El retorno a la Edad Media

Teodoro Barajas Rodríguez

Vaya que en la era de la posmodernidad suceden cosas que resultan incomprensibles, el crimen se incrementó en los últimos años, la guerra contra el narco fue una cruzada fallida.

Actualmente algunas autoridades no invocan el Estado y su fuerza para combatir el crimen o las fatalidades que emergen porque apelan a Dios, entregan sus ciudades no a las fuerzas encargadas de proteger a los ciudadanos como lo mandata la legislación, sino que dan un salto al pasado para entregar sus ciudades a “nuestro señor Jesucristo”. Con sus discursos convertidos en sentidas homilías, algunos políticos mandan de vacaciones el Estado laico para investirse a la vieja usanza teocrática, el retorno a la Edad Media. Mala señal.

En aquella época medieval destacaba la corriente filosófica denominada patrística, para la que el centro del universo fue Dios. Siglos más adelante, ya en el periodo conocido como el Renacimiento el centro fue el ser humano. En Monterrey, la alcaldesa Margarita Alicia Arellanes Cervantes hizo la entrega simbólica de la ciudad que gobierna a “nuestro señor Jesucristo”, incluso dijo que abría las puertas de ese municipio a Dios ante una multitud febril que aplaudía el discurso de una autoridad, en teoría y por ley laica. Incongruencias evidentes, remarcadas.
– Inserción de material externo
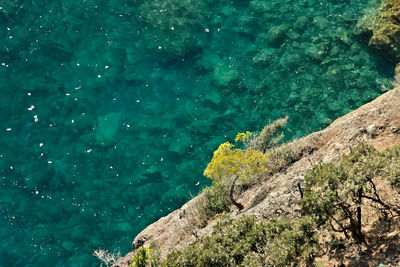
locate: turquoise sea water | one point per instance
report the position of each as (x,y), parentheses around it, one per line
(110,110)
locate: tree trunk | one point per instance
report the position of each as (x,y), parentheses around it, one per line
(237,204)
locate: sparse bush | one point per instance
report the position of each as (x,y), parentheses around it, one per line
(337,194)
(144,257)
(107,258)
(229,161)
(291,242)
(246,242)
(231,165)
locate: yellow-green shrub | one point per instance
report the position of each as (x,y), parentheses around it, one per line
(229,161)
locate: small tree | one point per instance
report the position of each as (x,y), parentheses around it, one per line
(231,165)
(336,194)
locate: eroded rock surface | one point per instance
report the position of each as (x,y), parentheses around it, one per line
(376,123)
Evidentemente, el derecho de creer o no creer resulta indiscutible, se ejerce porque se trata del fuero interno e íntimo de cada cual para elegir la creencia que le llene espiritualmente. Sólo que se olvida que vivimos en un estado laico como lo establece nuestra Carta Magna, como tal existe una separación entre las Iglesias y el gobierno. La laicidad no es un elemento de la posmodernidad, en el caso mexicano funciona desde la Reforma de 1857 gracias a Benito Juárez y la generación liberal que le acompañó en aquellos trances de sendos desencuentros ante una autoritaria Iglesia católica.
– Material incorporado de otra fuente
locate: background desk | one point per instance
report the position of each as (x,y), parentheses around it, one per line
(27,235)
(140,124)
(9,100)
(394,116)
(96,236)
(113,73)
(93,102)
La alcaldesa de Monterrey puede creer en lo que le venga en gana, es su decisión, sólo que no debe mezclar el asunto gubernamental con la religión. El Estado a través de su propia organización está facultado para perseguir delitos, propiciar las condiciones para arraigar paz con la certidumbre, no debe tener preferencias por creencia alguna. Las autoridades legalmente constituidas gobiernan para todos, no sólo para alguna franja de ciudadanos.

Si se trata de encomendarnos al Todopoderoso, así dogmáticamente, entonces el Estado ya no tendría razón de ser.
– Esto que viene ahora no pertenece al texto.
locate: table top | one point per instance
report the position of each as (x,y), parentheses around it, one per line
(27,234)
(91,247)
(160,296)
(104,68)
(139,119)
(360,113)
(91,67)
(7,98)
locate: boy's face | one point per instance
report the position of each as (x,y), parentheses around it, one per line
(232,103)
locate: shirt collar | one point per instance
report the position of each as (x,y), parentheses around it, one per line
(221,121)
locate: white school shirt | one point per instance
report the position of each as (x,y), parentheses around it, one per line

Cualquier gobernante puede hacer oración o participar de un servicio o ritual religioso desde la perspectiva de su vida privada pero no como autoridad civil.

La entrega de las ciudades a Dios ya se ha hecho pública en Monterrey, Ensenada, Guadalupe y —paradójicamente— Benito Juárez, Nuevo León.

Insisto, no se trata de argumentos jacobinos o callistas, los alcaldes proclives a exaltar su fe personal en público deben entender que vivimos un Estado laico.